Open hennersz opened 3 years ago
I like the idea, so long as the code path can be turned off to avoid the performance hit for those who don't use it.
I'm assuming that the call to the logger would be blocking?
Would this be required to be a unix domain socket? Or could it also take a URI? I could also see people wanting to use something like gRPC to lower serialization costs.
What the configuration for this looks like is the most vital part IMO, as the rest can likely be changed silently if need be.
+1
This approach was also discussed briefly when we were looking at metrics, events, and crds for violations. Definitely interested in seeing a more detailed design for what this might look like, deployment model, and the user experience. Note this should work for both admission denies and audit violations.
One question I have is what was the drawbacks/issues you hit with using something like a fluentbit sidecar to stream the gk logs?
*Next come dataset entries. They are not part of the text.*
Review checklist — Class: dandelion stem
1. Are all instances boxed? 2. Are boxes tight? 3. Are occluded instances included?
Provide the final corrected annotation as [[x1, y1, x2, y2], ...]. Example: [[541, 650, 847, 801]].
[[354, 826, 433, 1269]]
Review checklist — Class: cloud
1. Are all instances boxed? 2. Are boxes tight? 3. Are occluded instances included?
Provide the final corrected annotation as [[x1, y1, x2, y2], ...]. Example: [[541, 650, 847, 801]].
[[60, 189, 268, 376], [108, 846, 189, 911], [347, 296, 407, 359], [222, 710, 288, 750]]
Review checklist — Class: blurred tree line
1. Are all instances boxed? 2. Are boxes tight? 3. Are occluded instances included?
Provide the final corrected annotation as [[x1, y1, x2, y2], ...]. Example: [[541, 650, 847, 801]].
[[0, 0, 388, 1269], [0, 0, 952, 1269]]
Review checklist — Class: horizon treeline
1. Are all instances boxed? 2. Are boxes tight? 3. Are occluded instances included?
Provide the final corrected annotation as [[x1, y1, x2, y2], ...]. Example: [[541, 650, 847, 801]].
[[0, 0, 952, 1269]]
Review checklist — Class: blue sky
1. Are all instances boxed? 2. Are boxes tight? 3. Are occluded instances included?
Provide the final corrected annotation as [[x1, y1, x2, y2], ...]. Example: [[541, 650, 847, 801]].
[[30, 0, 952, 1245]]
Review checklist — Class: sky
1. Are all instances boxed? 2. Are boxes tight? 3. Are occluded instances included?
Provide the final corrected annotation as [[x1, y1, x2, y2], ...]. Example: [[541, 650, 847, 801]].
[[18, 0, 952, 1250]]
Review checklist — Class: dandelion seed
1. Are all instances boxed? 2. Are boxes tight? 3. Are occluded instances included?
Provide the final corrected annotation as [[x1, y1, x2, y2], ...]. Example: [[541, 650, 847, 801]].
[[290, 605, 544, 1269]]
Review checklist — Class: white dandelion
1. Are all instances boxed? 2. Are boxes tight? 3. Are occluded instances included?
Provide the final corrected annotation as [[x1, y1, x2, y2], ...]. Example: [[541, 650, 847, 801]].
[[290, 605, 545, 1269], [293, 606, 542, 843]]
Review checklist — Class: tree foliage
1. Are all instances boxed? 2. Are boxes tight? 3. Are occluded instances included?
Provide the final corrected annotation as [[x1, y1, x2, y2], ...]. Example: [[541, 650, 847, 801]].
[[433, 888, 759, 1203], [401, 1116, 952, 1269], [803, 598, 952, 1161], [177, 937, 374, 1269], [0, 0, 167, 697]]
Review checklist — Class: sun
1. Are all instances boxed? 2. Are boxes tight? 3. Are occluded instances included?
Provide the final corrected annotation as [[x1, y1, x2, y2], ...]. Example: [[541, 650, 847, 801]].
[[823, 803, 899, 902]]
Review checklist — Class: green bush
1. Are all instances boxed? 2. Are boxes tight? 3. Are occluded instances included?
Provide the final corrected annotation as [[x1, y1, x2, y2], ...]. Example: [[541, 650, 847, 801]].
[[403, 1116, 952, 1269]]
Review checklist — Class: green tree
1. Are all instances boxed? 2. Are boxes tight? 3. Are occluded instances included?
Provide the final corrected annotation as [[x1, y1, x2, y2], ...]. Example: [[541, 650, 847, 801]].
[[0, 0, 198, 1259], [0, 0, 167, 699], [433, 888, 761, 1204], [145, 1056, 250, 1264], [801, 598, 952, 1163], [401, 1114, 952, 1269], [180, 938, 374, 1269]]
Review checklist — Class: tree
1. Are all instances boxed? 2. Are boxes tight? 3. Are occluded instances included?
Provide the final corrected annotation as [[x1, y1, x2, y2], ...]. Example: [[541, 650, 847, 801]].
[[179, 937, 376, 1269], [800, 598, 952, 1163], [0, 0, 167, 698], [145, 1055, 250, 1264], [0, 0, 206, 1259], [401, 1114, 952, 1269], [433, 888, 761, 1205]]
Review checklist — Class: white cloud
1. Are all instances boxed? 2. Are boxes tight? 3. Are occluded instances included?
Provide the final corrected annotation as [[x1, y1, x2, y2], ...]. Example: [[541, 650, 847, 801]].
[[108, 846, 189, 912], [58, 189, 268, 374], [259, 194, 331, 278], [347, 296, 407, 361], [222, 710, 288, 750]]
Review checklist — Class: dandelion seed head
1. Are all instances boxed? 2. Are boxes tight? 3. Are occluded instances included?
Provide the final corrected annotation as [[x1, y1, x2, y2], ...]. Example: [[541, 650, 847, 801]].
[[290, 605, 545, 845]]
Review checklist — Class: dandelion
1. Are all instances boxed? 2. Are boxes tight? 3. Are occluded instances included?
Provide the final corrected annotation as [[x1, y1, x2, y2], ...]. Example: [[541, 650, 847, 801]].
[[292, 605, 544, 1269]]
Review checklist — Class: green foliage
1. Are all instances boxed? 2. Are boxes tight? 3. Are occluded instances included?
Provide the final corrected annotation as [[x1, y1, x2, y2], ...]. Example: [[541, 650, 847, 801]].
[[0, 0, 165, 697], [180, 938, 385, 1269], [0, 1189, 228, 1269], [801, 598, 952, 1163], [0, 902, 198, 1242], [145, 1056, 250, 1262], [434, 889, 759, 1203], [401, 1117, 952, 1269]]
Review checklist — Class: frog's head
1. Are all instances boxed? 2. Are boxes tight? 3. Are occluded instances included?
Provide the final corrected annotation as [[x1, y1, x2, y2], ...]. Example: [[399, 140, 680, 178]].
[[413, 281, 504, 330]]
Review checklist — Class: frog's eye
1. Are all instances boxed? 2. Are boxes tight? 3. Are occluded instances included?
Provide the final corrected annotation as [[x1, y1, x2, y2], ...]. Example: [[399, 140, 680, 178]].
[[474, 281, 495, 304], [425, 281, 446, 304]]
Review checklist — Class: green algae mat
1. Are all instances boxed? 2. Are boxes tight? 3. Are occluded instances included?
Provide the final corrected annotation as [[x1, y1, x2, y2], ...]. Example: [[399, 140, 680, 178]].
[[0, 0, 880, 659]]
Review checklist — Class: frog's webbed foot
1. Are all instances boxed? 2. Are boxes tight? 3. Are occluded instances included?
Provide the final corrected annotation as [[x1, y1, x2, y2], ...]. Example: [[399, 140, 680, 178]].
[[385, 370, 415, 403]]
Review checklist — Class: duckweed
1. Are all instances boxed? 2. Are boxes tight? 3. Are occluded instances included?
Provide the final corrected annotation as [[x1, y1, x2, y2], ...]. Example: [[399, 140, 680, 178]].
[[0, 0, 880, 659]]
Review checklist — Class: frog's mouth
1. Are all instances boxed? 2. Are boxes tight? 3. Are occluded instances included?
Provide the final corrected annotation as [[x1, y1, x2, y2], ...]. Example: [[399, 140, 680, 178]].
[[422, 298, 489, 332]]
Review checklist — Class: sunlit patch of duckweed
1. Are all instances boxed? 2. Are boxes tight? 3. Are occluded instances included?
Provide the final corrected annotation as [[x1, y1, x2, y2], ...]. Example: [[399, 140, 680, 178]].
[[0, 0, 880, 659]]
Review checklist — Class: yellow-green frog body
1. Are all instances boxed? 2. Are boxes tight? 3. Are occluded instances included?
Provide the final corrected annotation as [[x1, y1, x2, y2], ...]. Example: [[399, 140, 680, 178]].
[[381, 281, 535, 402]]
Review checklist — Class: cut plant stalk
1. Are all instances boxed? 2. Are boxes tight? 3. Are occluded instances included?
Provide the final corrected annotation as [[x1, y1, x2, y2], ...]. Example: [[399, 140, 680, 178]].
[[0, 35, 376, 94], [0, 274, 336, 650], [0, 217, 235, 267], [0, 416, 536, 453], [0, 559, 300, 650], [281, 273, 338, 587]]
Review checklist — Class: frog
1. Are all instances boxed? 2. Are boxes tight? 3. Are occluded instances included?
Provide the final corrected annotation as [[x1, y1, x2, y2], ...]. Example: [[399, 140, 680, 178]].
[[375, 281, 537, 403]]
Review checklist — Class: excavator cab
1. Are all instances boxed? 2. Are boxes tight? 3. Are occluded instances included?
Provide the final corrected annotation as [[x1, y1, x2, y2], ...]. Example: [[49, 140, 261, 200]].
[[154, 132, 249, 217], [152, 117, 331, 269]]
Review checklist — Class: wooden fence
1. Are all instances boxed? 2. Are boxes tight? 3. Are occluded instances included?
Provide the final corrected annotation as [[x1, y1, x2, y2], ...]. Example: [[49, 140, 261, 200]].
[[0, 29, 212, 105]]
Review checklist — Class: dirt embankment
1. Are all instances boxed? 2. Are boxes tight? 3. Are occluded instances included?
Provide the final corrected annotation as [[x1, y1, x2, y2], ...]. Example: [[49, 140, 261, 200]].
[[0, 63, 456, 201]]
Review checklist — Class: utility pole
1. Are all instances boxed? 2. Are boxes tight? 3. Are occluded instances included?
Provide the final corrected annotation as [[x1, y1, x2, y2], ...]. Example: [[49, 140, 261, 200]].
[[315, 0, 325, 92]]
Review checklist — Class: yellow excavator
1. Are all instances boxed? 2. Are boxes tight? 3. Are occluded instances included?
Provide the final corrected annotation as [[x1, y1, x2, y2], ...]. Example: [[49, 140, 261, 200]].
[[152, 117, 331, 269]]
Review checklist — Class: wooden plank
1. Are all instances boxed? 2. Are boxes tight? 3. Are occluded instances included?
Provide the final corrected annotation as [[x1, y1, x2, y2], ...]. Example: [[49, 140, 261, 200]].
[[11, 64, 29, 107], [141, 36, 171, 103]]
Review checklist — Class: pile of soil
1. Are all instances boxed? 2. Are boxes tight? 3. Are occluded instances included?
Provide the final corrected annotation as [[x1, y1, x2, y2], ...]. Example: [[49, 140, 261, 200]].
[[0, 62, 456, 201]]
Yea, this of course would be something that is not enabled by default, much like emitting events or logging denies to stdout must be explicitly enabled via a cli flag.
Initially it would probably be a blocking call for simplicity but I would like to try streaming a bunch of decisions to the sidecar in a non blocking way so this logging method does not impact performance too much.
Don't want to restrict it to only working over unix domain sockets. This means if people don't want to deploy their exporter as a sidecar, but say as a separate deployment this is possible. In golang at least it is really easy to swap a unix connection with a network connection since they use the same interface. However the transport implementation is supposed to be offloaded to the sidecar. The connection between GK and the exporter only has to be performant (low latency, low cpu/ram), provide data integrity and support a variable data shape. Unix sockets provide this. A network connection could be swapped out in place of the unix connection since they provide the same interface but you don't get same guarantees around performance or data integrity, depending on if you are using a packet or stream based connection. So our focus would be on running the exporter as a sidecar and design decisions would be based around this assumption
Between GK and the sidecar i'm not sure we even need something like gRPC, since we control both ends of the connection, and are only sending one datatype. So if we say “use a datagram unix socket” that is GK -> exporter then if we want REST, or gRPC, or some other wire protocol (kafka, mongo), these are implemented in the exporter. The transport abstraction is intended to be the exporter. The unix socket is essentially a way for GK and the exporter to share memory, without having the exporter logic in the gatekeeper codebase
Regarding the fluentd sidecar, it's not an option I have explored extensively, however a couple of issues I can see are, with the decision logs going to stdout they are mixed with the application logs from gatekeeper, and really we would want to handle these separately. So then we also need to start filtering and forwarding the logs to different places, in different manners.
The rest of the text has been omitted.